Proportionately, funds are a key method of saving and investing. Data from Investeringsfondsbranchen, the Danish Investment Fund Association, suggests some 770,000 Danes are invested in locally listed fund shares, with some DKK1.3trn (€174bn) in assets. And they will have been encouraged by the average return of 36% seen from Danish equity funds in 2013.
However, as Petersen notes, other data points to a very low penetration rate of international Ucits: the gross flows from Finland are five times what they are from Denmark, he says. Tax policy remains a key issue in this respect, particularly in terms of reporting to Danish tax authorities.
The European Commission has opened a case against Denmark, because it sees this as a barrier to free trade.
“Experts expect change within the next couple of years and a government commission may look at this as part of
AIFMD,” Petersen explains.
Regulations are a ‘known unknown’; the challenge is trying to understand how they may impact the industry. For example, in Denmark a committee has been set up to consider regulatory changes on RDR, but it contains a lot of consumer representatives, Petersen says.
As in many places across Europe, the industry locally is attempting to calculate the impact of changes associated with RDR. Schroders sees two channels to the Nordic region; institutional and wholesale. But when RDR comes to the region it will impact ways products are distributed.
Petersen looks to the example of Benelux; where he sees moves by banks to sub-advise while retaining control over clients.
“Our expectations is that there will be more guided architecture and sub-advisory mandates available,” he says.
Looking around the region, Petersen notes that Norway could become an interesting fund market. Local investors are often heavily invested in property because of tax incentives, which requires political intervention to reverse.
Elsewise, Norway has traditionally been a defined benefit market, but is shifting towards defined contribution.
“The old DB system and life sector is challenged by new solvency requirements, which mean this is not efficient in terms of long term savings. People are looking elsewhere now. It is like 1998 in Denmark, when Skandia was first to come up with a DC solution.”

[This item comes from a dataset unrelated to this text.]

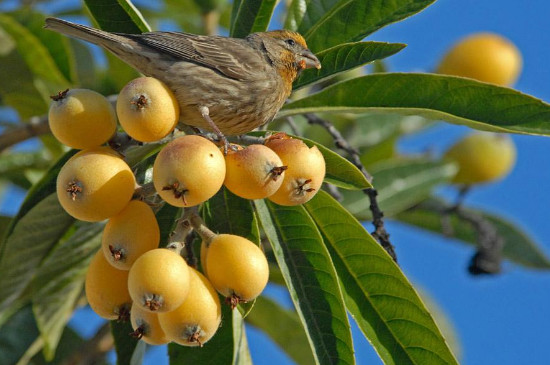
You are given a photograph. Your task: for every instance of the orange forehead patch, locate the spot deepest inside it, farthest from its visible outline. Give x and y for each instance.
(285, 34)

Sweden and Finland remain bigger markets for international funds from his perspective, while Schroders in the Nordic region overall had its second best year ever last year in terms of the intermediary market.
Looking ahead, Petersen suggests that the managers is looking to do more multi asset solutions business in the region.

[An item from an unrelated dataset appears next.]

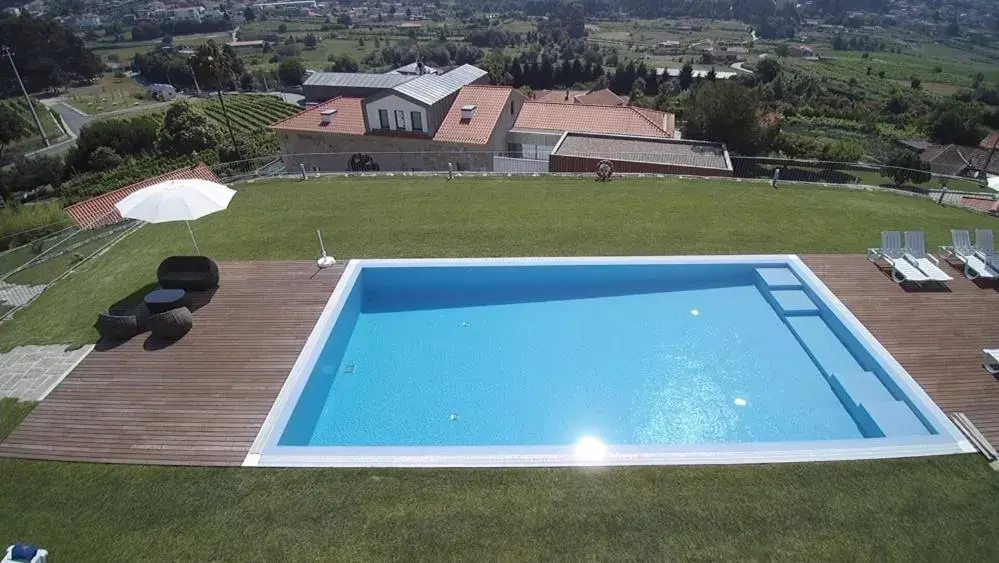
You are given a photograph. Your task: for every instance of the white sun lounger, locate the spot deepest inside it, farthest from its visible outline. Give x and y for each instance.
(915, 253)
(891, 251)
(975, 265)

“Most of the industry is focused on the accumulation phase. But there is a need to look more at decumulation, a need to look more at risk, age, and length of retirement,” he says.
“Clients should be looking more at outcomes, for example, a growth focus with limited downside.”
The income theme is another that Schroders is keen to bring to the Nordic region. Offering a target return of 5% annually has sold well in Italy and Asia.
In terms of absolute return Schroders has its GAIA alternatives platform based in Luxembourg. Other international managers are seeking to access this platform and distribution.
Fixed income remains a challenge for many clients because of the current environment of low yields and low interest rates.
“Flexible income and macro driven strategies are going to be the new normal in the years to come,” explains Petersen.